今回は「賢く選ぶ百歳長寿の養生訓」からお送りします。

その前にメルマガ「ドクター徳田安春の最新健康医学」も宜しくお願いします。

スポーツ医学の扱う範囲はとても広い。故障などが目立つのでスポーツ整形を連想することが多いと思います。しかしながら、スポーツに関連する医学的問題は、内科・小児科・精神心理学など、ジェネラリストの領域に重なるのです。マーチヘモグロビン尿症、鉄欠乏性貧血、バルサルバによる縦隔気腫、などは内科的領域です。メンタルコンディショニング、イップスなどは、精神心理学領域です。ではケースをいくつかみてみましょう。

ケース1:

中学1年生のA君は、野球部でピッチャーをしています。連日投げ込みをしていました。2~3週間前より投球時に右肘痛があり受診しました。

診断:

右肘内側の骨軟骨障害という病気でした。投球をしばらく禁止しリハビリテーションを開始、ストレッチの指導や投球フォームを改善しました。右肘内側の圧痛が消失した後、徐々に投球を再開しました。 

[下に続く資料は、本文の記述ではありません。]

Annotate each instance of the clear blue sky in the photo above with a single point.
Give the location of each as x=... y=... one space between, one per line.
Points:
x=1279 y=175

10代はスポーツ傷害が最も多いです。特に成長期の子どもたちは骨端が軟骨で構成されており最も弱く、損傷をうけやすくなります。障害を残すこともあるため、10代のスポーツ障害の早期発見・早期治療そして予防は重要な課題です。

ケース2:

B君は冬になると運動時に息が苦しくなると言います。幼少児に喘息はありましたが小学校以降発作はありません。

診断:

運動誘発性気管支れん縮の可能性があります。適切なウォーミングアップやマスク着用、ベータ2刺激吸入薬の使用で症状を軽減できます。その他、突然死の原因となる心疾患のスクリーニングのため、運動参加前診察が必要となります。

ケース3:

C君の姉は17歳、高校2年生。陸上の長距離選手。駅伝の練習で走り込みが続いていました。1ヶ月前よりランニング時に右足痛があり受診しました。また月経が3ヶ月以上来ていないといいます。

診断:

診察の結果、右第2中足骨の疲労骨折でした。運動量を調整しリハビリテーションを開始しました。運動性無月経、摂食障害、骨粗鬆症は女性アスリートの三徴と言われます。疲労骨折のみならず、摂食障害や運動時無月経にも目を向けたいものです。

ケース4: 

その後A君は中学3年生になりキャプテンとしてチームを引っ張っています。しかしチームワークが悪く結果も付いて来ません。自分の思うようなプレーも出来ず悩んでいます。

診断:

運動選手は様々な心理的プレッシャーを抱えています。心理面は体の状態と切り離せません。心理面への配慮が欠かせず、総合診療医は時にメンタルトレーニングも行います。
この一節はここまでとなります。